Why Is BDNF interesting?

The protein brain-derived neurotrophic factor (BDNF) has been the focus of intense interest in the Alzheimer's field for a number of years. BDNF belongs to the neurotrophin family of growth factors and affects the survival and function of neurons in the central nervous system, particularly in brain regions susceptible to degeneration in AD. BDNF improves survival of cholinergic neurons of the basal forebrain, as well as neurons in the hippocampus and cortex. This discovery kindled hope in the early 1990s that Alzheimer's could be slowed or halted if brain levels of BDNF could be increased. The idea gained support with the observation that BDNF gene activity and protein levels are reduced in AD brains.

Further research on BDNF in the mid-90s revealed additional exciting functions of this molecule in the brain. Beyond promoting neuronal survival and resilience to injury, BDNF also has a powerful role in facilitating activity-dependent plasticity, which underlies the capacity for learning and memory. Brain regions where plasticity is particularly important include the hippocampus and cortex, critical centers for learning and memory. The hippocampus is a central component for encoding new information, and damage there severely impairs learning. Hippocampal function is compromised early on in the course of AD, and this is considered the principal cause of the memory problems that characterize this disease. The reduction of BDNF seen in AD could cripple the hippocampus in two ways: From a plasticity point of view, insufficient BDNF would weaken synaptic encoding strength or capacity, while from the neurotrophic angle, reduced BDNF makes hippocampal neurons more vulnerable to insult and degeneration.

BDNF is an unusual neurotrophic factor. Its widespread functions in the brain go beyond the traditional role of a growth factor to promote growth, survival., and maintenance of cells. Recently, a third role for BDNF has emerged, in that it appears to be an important factor in psychiatric conditions such as epilepsy, depression, obsessive compulsive disorder, and possibly bipolar disorder. While unlikely to be causally related to Alzheimer's, these mood disorders, particularly depression, often coexist with Alzheimer's and may have a common link through BDNF.

Below, we discuss evidence supporting a role for BDNF in learning and memory, followed by recent genetic data demonstrating a link between BDNF and AD.

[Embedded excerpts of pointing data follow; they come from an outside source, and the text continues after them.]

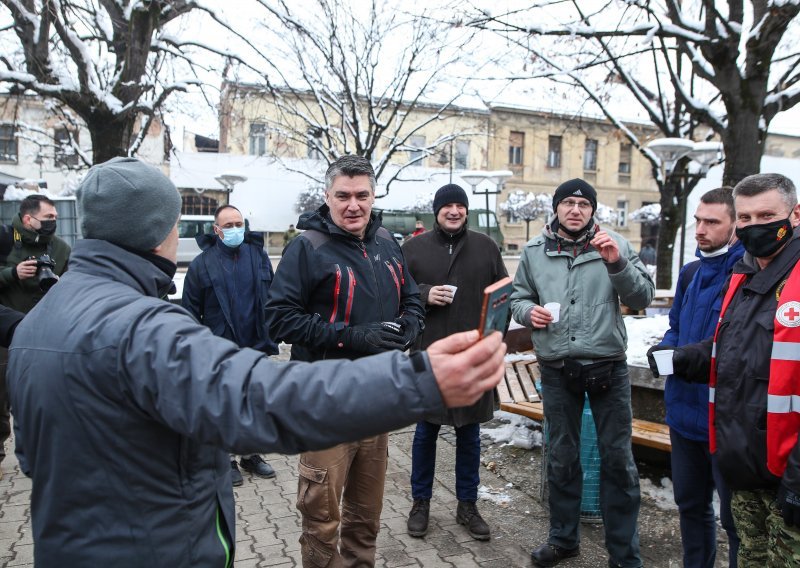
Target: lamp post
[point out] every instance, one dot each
(475, 178)
(228, 181)
(669, 151)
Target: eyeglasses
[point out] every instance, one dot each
(570, 203)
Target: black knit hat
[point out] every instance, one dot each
(575, 188)
(450, 193)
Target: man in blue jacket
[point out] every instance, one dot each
(226, 289)
(693, 317)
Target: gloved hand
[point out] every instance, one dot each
(652, 360)
(411, 328)
(789, 504)
(372, 338)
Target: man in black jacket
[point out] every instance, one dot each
(446, 260)
(342, 290)
(753, 369)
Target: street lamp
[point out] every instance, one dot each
(475, 178)
(229, 180)
(669, 151)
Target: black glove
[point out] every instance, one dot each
(789, 504)
(410, 326)
(373, 338)
(652, 360)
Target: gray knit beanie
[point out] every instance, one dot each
(129, 203)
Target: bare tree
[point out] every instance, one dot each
(698, 69)
(356, 78)
(113, 62)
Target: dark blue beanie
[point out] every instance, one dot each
(450, 193)
(575, 188)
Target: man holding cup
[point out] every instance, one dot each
(693, 317)
(588, 271)
(447, 259)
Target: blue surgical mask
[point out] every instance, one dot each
(233, 237)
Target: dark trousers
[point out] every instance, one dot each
(5, 414)
(619, 479)
(468, 461)
(694, 476)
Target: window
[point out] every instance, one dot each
(314, 143)
(622, 213)
(590, 155)
(65, 154)
(554, 152)
(625, 158)
(462, 154)
(416, 156)
(516, 148)
(258, 139)
(8, 143)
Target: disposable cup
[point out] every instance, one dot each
(664, 361)
(555, 310)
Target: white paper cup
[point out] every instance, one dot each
(664, 361)
(555, 310)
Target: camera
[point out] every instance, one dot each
(45, 276)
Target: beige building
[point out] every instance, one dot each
(40, 141)
(255, 122)
(544, 149)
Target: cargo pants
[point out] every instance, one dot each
(352, 474)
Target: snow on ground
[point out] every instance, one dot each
(642, 333)
(516, 431)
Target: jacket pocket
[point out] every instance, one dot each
(312, 493)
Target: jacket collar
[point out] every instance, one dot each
(105, 260)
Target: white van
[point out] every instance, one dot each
(189, 227)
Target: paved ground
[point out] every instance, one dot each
(268, 525)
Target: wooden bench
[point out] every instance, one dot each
(517, 394)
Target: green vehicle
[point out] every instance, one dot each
(402, 223)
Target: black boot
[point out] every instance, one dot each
(549, 554)
(467, 514)
(418, 518)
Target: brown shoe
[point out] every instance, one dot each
(467, 514)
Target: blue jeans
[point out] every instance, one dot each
(694, 476)
(468, 461)
(619, 479)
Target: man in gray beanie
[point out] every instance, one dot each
(105, 373)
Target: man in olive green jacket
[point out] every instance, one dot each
(588, 271)
(32, 235)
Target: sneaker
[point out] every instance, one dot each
(236, 475)
(257, 466)
(418, 518)
(467, 514)
(550, 554)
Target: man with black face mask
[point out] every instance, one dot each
(752, 365)
(588, 271)
(33, 235)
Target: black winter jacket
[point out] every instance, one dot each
(329, 279)
(471, 261)
(744, 347)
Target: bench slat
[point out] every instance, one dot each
(517, 394)
(527, 383)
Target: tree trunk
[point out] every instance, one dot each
(111, 135)
(742, 160)
(668, 226)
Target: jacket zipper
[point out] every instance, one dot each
(336, 289)
(396, 281)
(351, 289)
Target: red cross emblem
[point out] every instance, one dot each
(788, 314)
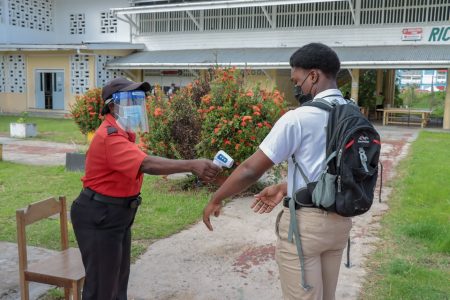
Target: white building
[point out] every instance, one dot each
(169, 41)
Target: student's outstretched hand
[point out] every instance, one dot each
(268, 198)
(211, 208)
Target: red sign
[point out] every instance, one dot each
(412, 34)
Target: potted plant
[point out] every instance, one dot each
(23, 129)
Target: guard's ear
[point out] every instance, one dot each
(315, 76)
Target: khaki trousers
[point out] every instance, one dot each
(324, 236)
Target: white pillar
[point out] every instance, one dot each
(446, 123)
(355, 85)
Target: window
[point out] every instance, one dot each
(77, 24)
(108, 22)
(31, 14)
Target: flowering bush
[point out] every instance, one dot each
(86, 110)
(175, 124)
(235, 119)
(215, 112)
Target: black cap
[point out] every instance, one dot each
(123, 85)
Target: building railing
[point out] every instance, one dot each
(321, 14)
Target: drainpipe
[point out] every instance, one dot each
(95, 63)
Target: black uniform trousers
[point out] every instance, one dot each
(104, 237)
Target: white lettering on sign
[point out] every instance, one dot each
(412, 34)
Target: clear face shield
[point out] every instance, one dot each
(130, 112)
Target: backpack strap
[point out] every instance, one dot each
(297, 166)
(321, 103)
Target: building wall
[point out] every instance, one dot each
(361, 36)
(60, 22)
(88, 77)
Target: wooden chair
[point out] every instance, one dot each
(63, 269)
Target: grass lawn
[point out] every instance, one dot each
(163, 212)
(412, 260)
(49, 129)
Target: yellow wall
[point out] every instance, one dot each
(52, 60)
(13, 102)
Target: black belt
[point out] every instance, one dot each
(296, 204)
(132, 202)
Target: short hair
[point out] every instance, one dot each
(316, 56)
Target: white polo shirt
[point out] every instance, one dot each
(301, 132)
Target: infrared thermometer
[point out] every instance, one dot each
(222, 159)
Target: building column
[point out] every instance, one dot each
(389, 88)
(380, 78)
(355, 85)
(446, 123)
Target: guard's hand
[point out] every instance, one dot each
(268, 198)
(211, 208)
(205, 169)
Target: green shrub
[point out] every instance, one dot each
(236, 120)
(86, 110)
(215, 112)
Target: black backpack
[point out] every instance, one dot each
(353, 152)
(347, 184)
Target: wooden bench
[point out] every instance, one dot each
(63, 269)
(390, 113)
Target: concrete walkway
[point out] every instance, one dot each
(32, 152)
(236, 261)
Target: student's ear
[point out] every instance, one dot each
(315, 76)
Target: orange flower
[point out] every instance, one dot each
(158, 112)
(206, 99)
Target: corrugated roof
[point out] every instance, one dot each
(371, 57)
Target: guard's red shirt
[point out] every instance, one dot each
(113, 162)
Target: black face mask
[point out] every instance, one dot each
(300, 96)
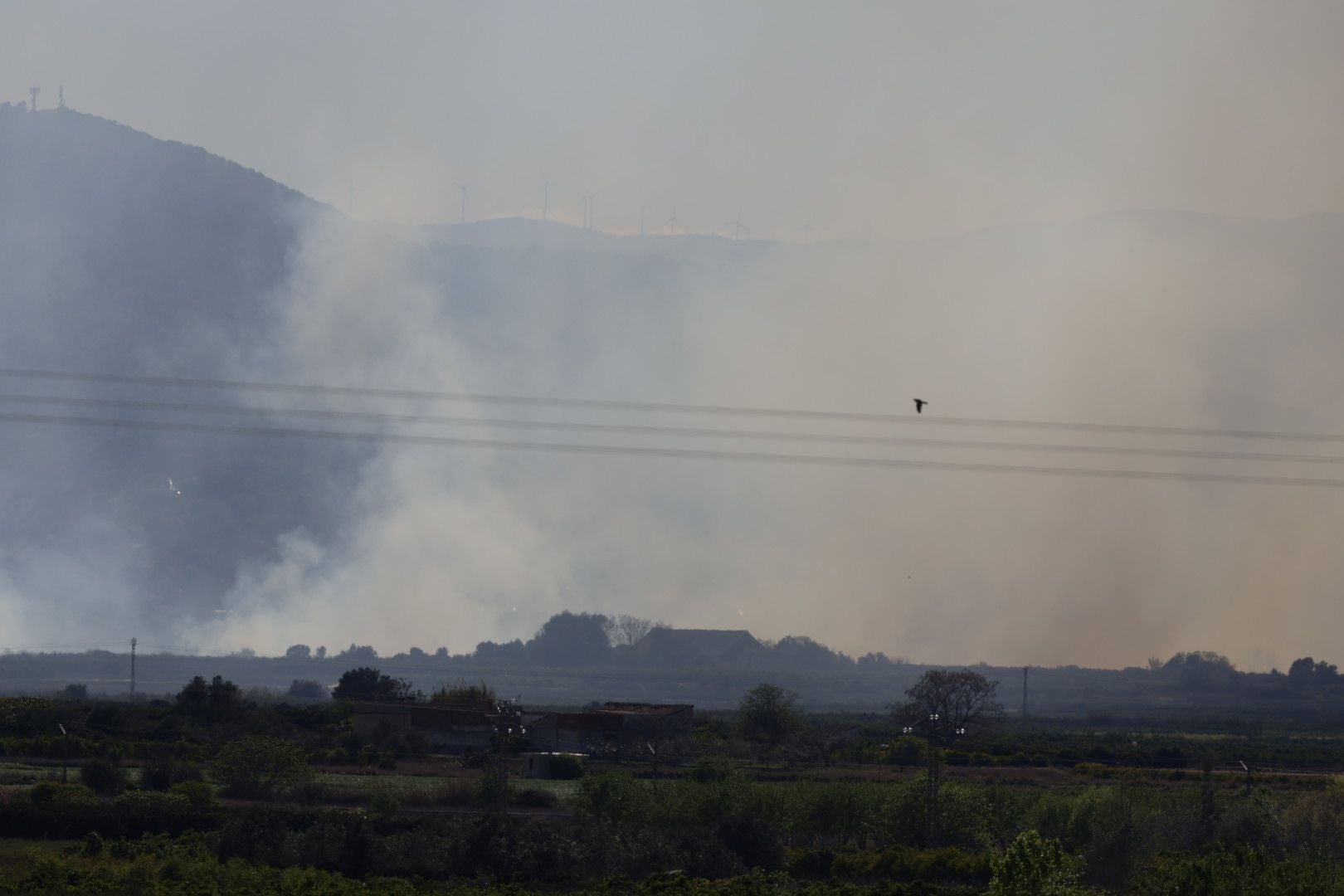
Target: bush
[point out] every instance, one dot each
(1035, 867)
(535, 798)
(566, 767)
(102, 777)
(304, 689)
(260, 766)
(50, 793)
(197, 793)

BDNF in Learning and Memory

What we've learned from animal models

BDNF is produced by neurons, particularly in the hippocampus and cortex. Neuronal activity, i.e., during encoding of information, stimulates BDNF gene transcription, transport of BDNF mRNA into dendritic spines, and BDNF protein release into the synaptic cleft (Hartmann et al., 2001). BDNF can be transported into the dendrite and may also be synthesized locally in the spine. It has been speculated that one or both of these mechanisms may be able to target active synapses within dendrites. BDNF acts on neurons at both presynaptic and postsynaptic sites by binding to its tyrosine kinase receptor TrkB, and internalization of the BDNF-TrkB complex. Interestingly, internalization does not lead to termination of the BDNF signal., such as occurs for most other growth factor receptors. Rather, the internalized TrkB receptor remains phosphorylated and activated. It becomes a specialized compartment called a "signaling endosome," which seems to be critical for downstream signaling effects of BDNF on the cell body. (For an excellent review on BDNF regulation and plasticity, see Lu, 2003).

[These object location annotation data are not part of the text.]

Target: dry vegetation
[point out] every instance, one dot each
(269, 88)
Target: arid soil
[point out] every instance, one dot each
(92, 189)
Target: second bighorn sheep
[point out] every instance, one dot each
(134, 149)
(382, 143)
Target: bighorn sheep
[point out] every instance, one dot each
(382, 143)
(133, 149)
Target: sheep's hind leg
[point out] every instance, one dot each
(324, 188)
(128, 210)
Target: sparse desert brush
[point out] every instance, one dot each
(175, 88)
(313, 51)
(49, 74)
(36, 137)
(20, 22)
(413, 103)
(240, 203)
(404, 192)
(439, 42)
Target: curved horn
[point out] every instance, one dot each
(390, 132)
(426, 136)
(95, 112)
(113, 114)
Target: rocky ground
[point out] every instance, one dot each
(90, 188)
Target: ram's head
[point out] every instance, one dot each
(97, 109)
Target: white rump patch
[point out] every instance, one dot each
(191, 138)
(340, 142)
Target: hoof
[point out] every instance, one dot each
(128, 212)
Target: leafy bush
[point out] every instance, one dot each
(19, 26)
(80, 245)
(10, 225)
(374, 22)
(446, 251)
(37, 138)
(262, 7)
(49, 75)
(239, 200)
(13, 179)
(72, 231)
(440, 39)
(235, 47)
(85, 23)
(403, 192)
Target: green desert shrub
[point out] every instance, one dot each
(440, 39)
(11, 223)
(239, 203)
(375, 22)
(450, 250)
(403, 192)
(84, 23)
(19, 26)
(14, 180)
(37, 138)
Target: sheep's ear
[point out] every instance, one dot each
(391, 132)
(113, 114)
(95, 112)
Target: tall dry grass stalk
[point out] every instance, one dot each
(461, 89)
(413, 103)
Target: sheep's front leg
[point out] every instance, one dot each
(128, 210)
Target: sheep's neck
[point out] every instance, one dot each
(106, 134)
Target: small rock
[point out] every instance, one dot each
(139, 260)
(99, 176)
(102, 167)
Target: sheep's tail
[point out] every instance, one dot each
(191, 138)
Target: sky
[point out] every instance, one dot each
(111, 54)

What we've learned from human genetics

Recent genetic studies have established a decisive role for BDNF in human cognition. Polymorphisms in the DNA sequence of a gene can result in seemingly subtle differences in the final protein product, which nevertheless can profoundly change the functionality of the product protein. One polymorphism in the BDNF gene that does just that is caused by a single amino acid substitution in the coding region of the BDNF gene (val/met substitution at codon 66). This substitution derails trafficking of the BDNF protein within the cell such that it is no longer released in response to appropriate cellular cues. The effect of this is seen at the level of hippocampal function, as the polymorphism is associated with impaired memory and abnormal hippocampal activation. Remarkably, these cognitive decrements were revealed in a cohort of 641 cognitively intact adults aged 25-45 (Egan et al., 2003; see ARF related news story; Hariri et al., 2003). Having made it clear that deficiencies in BDNF function has serious cognitive consequences even in young people, these studies prompt the question of what the relationship is between abnormal BDNF and AD.

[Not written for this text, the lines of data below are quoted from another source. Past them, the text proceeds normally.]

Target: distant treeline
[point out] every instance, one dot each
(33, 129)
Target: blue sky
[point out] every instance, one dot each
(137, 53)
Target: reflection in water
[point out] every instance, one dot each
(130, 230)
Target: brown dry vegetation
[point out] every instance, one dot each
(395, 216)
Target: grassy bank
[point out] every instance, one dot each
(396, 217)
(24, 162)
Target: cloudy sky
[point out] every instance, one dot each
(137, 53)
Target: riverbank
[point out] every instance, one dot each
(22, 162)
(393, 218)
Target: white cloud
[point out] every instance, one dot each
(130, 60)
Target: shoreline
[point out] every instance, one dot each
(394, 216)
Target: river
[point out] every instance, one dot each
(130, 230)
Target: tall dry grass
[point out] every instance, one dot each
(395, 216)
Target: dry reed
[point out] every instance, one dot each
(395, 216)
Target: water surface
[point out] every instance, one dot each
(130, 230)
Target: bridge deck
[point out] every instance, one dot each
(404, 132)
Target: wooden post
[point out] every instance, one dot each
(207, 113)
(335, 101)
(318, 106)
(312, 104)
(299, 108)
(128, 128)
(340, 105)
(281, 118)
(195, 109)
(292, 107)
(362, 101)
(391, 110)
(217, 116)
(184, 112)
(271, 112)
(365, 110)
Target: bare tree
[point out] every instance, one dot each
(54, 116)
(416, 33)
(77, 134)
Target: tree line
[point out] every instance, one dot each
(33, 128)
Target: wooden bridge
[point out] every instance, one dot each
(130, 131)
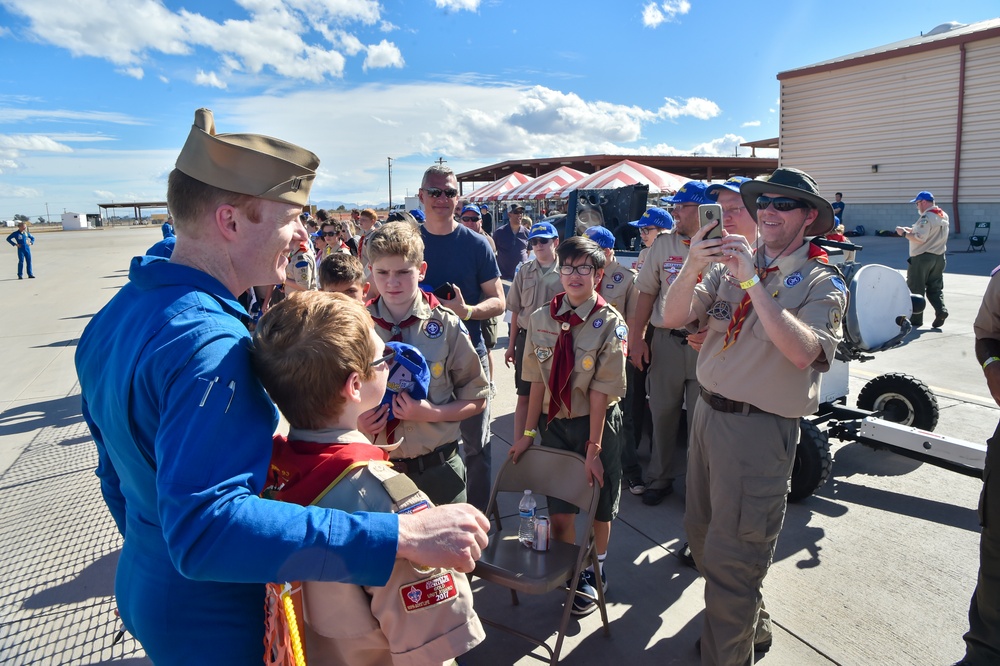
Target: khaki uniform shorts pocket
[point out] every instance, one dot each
(763, 508)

BDNF polymorphisms are risk factors for AD

Three different BDNF polymorphisms have been proposed as possible risk factors for AD based on genetic linkage studies. The val/met polymorphism (position 196, codon 66) described above conferred increased susceptibility to AD that appeared to be independent of ApoE genotype (Ventriglia et al., 2002). The single nucleotide polymorphism C270T has been associated with late-onset but not early-onset AD in a Japanese population (51 early onset; 119 late onset; 498 controls, Kunugi et al., 2001). Another study of the C-270T polymorphism in a German population (210 AD cases, 188 controls) found its frequency increased in AD, and risk appeared to be higher in AD patients lacking the ApoE4 allele (Riemenschneider et al., 2002). Except for the met-BDNF polymorphism, little is known about how the polymorphisms affect BDNF function. These questions are currently under study, and are likely to expand our understanding of the role of BDNF in AD, as well as in learning, memory, and cognitive function throughout life.

Can BDNF levels in the brain be increased?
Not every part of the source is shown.